Feb 6, 2020 12:58 PM

By: Primary Residential Mortgage, Inc.

In the long run, buying is almost always more financially advantageous than renting—you get tax benefits, the chance to build equity and the freedom to make the place truly your own. You don’t have to worry about surprise rent increases, and after a few years, you may be able to sell the home and turn a profit.

But that doesn’t mean there aren’t costs to prepare for. At Primary Residential Mortgage, Inc., we believe everyone deserves a home, but we don’t want anyone to be caught off guard by the costs of homeownership.

There are a few costs to prepare for when you switch from renting to owning. Keep reading to make sure you’re ready for the change.

1. Down payment and closing costs

Your down payment and closing costs can vary quite a bit depending on the financing option you choose. In some cases you may even be able to buy a home with no down payment,* but it’s smart to prepare for these costs ahead of time. Your Loan Officer can help you determine what these will be.

*Closing costs and fees may still apply.

2. Mortgage insurance

There are many low and no down payment financing options available to help make it easier to buy a home. However, if you choose one of these options, you may be required to pay mortgage insurance each month until you’ve built more equity in your home. The amount will depend on multiple factors, including how much you put down.

3. Property taxes

Owning a place has lots of perks, but it also means you need to pay property taxes. Taxes will vary depending on your location and the value of your property. Your Loan Officer can help you figure out what to expect.

4. Home maintenance

One benefit of renting is having the option to call a landlord when something goes wrong. Owning comes with more freedom, but it also means you’re the one paying for plumbing repairs, electrical upgrades, new paint, appliance repairs and other upkeep. Common wisdom recommends being ready to spend 1%–5% of your home’s value on annual maintenance.

5. Homeowners insurance

You were likely paying renters insurance, but when you buy a place of your own, expect to spend a bit more each month on homeowners insurance.

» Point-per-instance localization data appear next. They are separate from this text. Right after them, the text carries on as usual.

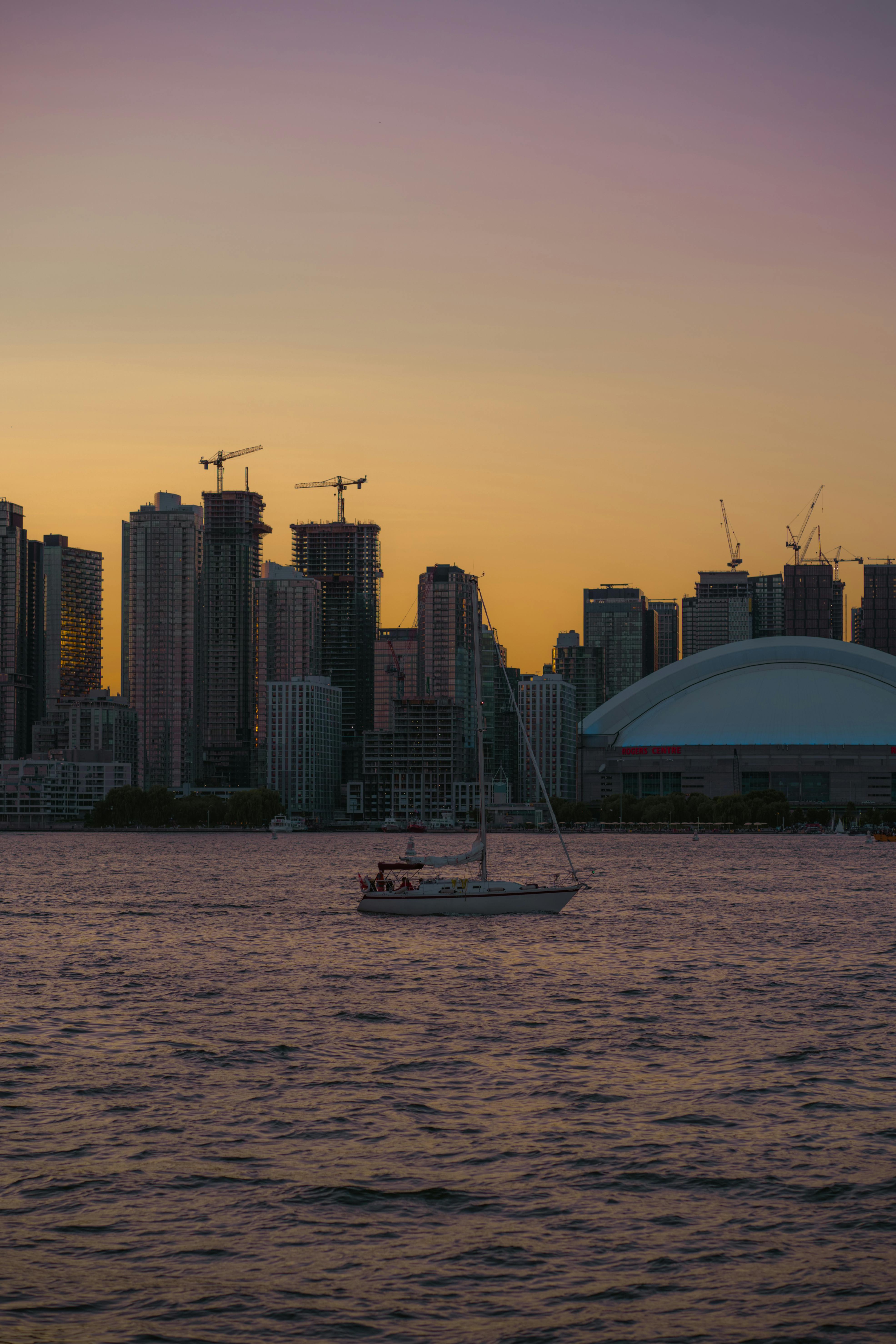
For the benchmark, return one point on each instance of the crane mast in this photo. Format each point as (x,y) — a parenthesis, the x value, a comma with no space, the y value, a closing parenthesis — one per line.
(220,459)
(733,550)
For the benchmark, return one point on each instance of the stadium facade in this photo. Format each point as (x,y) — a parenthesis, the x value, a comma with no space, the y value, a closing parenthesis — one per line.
(813,718)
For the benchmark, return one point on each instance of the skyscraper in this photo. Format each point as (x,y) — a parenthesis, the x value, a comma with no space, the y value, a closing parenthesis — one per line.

In most cases it costs a bit more because it offers more protection than renters insurance.

6. Yard maintenance

In most cases, landlords take care of the grounds on a rental property. If your new home has a yard, you’ll need to handle the maintenance on your own or pay someone else to take care of it.

7. HOA fees

If your new home is in an area with a Homeowners Association, you may need to pay monthly HOA fees. These fees cover usually cover the costs of amenities and maintenance for common areas. For example, your HOA fees may be used for the community pool, gym or landscaping. In some cases, HOA fees also cover maintenance of the building’s exterior.

8. Utilities

Renters and owners both pay utilities, but since many landlords cover the costs of some utilities like water and trash, you may need to budget more for utilities as a homeowner—especially if your new place is larger and costs more to heat or cool.

9. New furniture

New furniture isn’t a mandatory expense of owning, but odds are good you’ll want to fill your new home with some updated furniture. Be prepared to spend some money on new things for your new home whether you finally have room for a big dresser or need a bigger table for hosting dinner parties.

Buying a place of your own is exciting—and a great step toward a stronger financial future. Keep the costs above in mind as you prepare to buy your home so you’re ready for the expenses.